Ive not tried them yet, they smell yukky:vomit:


----------



## Ice Cream (Jul 6, 2007)

I am not allowed to eat carrots.They can give me gas (which would kill me). None of the other rabbits here have ever had a carrot, either.


----------



## Patches (Jul 7, 2007)

This is patches and i love carrots!!!!!!!!!!!!!


----------



## karona (Jul 10, 2007)

Awful things they are!!!!


----------



## BlueCamasRabbitry (Jul 10, 2007)

Autumn- Well somtimes i eat carrots but sometimes i don't.

Magic- I'm a VERY picky eater, and iwill only eat a carrot if i want too.

Lily- yes, there ok, but not the best. I really like yogurt drops. 

Savannah- Well, grass is my favorite treat so I don't like carrots.

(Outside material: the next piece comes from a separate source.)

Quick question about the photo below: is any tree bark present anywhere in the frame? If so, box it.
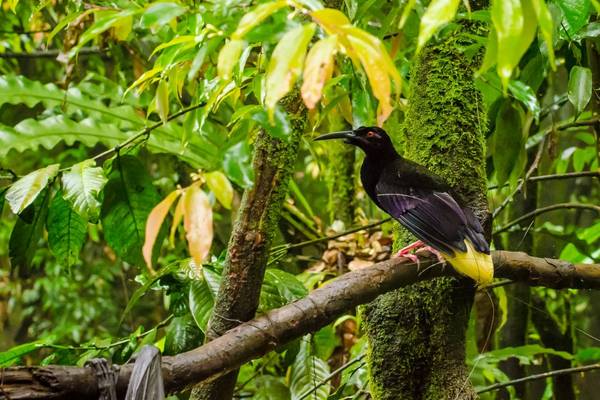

Artie- mmhmm! I like to eat lots of food like my mommy, (Autumn), and carrots are my favorite!

Willow- No. Yuck!


----------



## ThatsMySimi (Jul 10, 2007)

Simi: Ill eat em,just not with Mom around. She cant know that I actualy like the treats she give me.:?

Sisi: Ill eat anything and EVERYTHING, ANY WHERE AND EVERYWHERE! I just loving getting treaties and I just love carrots!

SS


----------



## Sakura (Jul 10, 2007)

I hate dem yucky carrots! They is so eewww and stinky. When my slave offers me a piece I sniff it then show her I hate dem by jumping backwards about 6 inches.

:grumpy:


----------



## ~BunBuns~ (Jul 10, 2007)

Sorry im a carrot LOVER!! i think there awesommmmme!:bunny18

-Bunbuns


----------



## Daisy_n_Dandy (Jul 14, 2007)

Mummy doesnt give us carrots very much as she says cabbage is healthier. We do eat them when we get given them as they are yummy but there not out fav food!


----------



## Tootsie B Bunny (Jul 15, 2007)

this morning daddy gave us all a little piece of carrot.....it shoulda been bigger since he was LATE with breakfast AGAIN......

i keep telling him that bunnies don't understand "brunch"?!?!

we all loved it....'cept for Benji and Mooshu.
.......they said daddy could give it to the dog.
....silly bunnies!!



...I'LL TAKE IT !!!

~toots


----------